Perfect transfer of arbitrary states in quantum spin networks

We propose a class of qubit networks that admit perfect state transfer of any two-dimensional quantum state in a fixed period of time. We further show that such networks can distribute arbitrary entangled states between two distant parties, and can, by using such systems in parallel, transmit the higher-dimensional systems states across the network. Unlike many other schemes for quantum computation and communication, these networks do not require qubit couplings to be switched on and off.

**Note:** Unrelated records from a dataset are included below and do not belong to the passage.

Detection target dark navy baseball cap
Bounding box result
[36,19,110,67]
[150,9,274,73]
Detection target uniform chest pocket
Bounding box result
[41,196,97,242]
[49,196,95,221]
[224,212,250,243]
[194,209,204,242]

When restricted to $N$-qubit spin networks of identical qubit couplings, we show that $2{\log }_{3}N$ is the maximal perfect communication distance for hypercube geometries. Moreover, if one allows fixed but different couplings between the qubits then perfect state transfer can be achieved over arbitrarily long distances in a linear chain. This paper expands and extends the work done by Christandl et al., Phys. Rev. Lett. 92, 187902 (2004).

Figure 1

An example of a five-column graph that allows perfect state transfer between either end.

Figure 2

Couplings $J_n$ that admit perfect state transfer from $A$ to $B$ in a five-qubit chain. Eigenvalues $m$ of the equivalent spin-2 particle are also shown. This is the projection of Fig. 1 onto a chain.

Figure 3

Scheme for transferring an arbitrary two-qubit density matrix $\rho$, using two engineered spin chains ($C_1$ and $C_2$). This example has a chain length of $N_C=6$.